Boko Haram militants killed nearly 100 Chadian soldiers and wounded dozens more in what President Idriss Deby described as the deadliest attack ever on the country's military.
The soldiers were ambushed on Monday in the island village of Boma in the swampy Lake Chad zone in the west of the country, where the armies of Chad, Nigeria and Niger have been fighting the Islamist militants for years.
"I have taken part in many operations ... but never in our history have we lost so many men at one time," Deby said during a visit to the site on Tuesday.
Deby gave an initial death toll of 92 and 47 wounded. Three military sources told Reuters on Wednesday that the number of dead had risen to 98.
Footage on state TV showed Deby, who has ruled Chad since 1990 and survived several rebellions and coup attempts, wearing a protective mask and walking with troops among the charred remains of burned-out pick-up trucks.
The Boko Haram insurgency, which erupted in northeast Nigeria in 2009, has killed more than 30,000 people and forced about 2 million to flee their homes.
Further afield in Mali, Burkina Faso and western Niger, al Qaeda and Islamic State-linked militants are expanding their presence and have killed hundreds of troops over the last six months.
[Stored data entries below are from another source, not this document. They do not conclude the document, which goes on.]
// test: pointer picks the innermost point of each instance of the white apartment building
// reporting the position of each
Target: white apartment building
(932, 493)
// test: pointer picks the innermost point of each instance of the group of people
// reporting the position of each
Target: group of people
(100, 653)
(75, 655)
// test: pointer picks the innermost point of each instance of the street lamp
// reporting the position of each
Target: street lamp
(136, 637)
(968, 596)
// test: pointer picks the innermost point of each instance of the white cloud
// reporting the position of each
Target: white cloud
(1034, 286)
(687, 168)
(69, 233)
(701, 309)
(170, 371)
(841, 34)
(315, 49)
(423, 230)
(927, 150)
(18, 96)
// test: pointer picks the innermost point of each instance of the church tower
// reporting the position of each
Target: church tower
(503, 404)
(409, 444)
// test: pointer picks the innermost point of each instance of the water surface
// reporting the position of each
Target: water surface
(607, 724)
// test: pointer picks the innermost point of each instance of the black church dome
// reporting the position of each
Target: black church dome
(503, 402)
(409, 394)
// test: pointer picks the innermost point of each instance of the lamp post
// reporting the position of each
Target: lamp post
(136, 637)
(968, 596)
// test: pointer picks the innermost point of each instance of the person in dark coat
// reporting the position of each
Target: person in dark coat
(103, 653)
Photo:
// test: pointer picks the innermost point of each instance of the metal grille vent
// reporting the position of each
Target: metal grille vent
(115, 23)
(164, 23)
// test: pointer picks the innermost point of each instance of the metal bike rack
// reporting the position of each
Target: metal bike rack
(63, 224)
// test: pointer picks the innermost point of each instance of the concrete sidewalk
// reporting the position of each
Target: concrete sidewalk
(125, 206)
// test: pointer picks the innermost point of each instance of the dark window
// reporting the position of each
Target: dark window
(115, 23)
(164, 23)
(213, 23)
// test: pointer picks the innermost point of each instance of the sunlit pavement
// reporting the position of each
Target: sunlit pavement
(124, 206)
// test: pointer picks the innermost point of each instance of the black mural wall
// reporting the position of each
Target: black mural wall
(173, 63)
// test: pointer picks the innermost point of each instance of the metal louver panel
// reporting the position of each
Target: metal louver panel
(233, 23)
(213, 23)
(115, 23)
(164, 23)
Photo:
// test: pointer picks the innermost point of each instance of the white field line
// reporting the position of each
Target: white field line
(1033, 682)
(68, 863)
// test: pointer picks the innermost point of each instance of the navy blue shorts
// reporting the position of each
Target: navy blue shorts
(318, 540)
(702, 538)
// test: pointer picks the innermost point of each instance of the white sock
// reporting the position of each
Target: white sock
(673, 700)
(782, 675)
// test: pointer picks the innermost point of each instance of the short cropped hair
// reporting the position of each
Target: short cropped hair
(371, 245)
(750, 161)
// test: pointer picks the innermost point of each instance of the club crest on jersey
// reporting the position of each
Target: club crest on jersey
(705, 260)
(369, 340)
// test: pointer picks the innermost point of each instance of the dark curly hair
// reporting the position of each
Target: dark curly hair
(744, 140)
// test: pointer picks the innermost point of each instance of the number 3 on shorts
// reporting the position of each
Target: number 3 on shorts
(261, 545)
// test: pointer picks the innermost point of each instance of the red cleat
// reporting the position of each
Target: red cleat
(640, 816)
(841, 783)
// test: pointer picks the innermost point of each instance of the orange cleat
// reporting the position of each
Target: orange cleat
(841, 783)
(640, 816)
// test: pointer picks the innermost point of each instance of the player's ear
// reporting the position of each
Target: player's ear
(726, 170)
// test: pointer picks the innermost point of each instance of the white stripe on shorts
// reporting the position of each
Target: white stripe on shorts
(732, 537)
Deby has deployed troops to counter these groups in the Sahel and Lake Chad region.
Chad’s armed forces are among the most respected in the region - a reputation forged during decades of war and rebellions, and honed in a 2013 campaign against al Qaeda-linked Islamists in the deserts of northern Mali.
Chad is one of France's closest allies in its Operation Barkhane regional counter-terrorism push.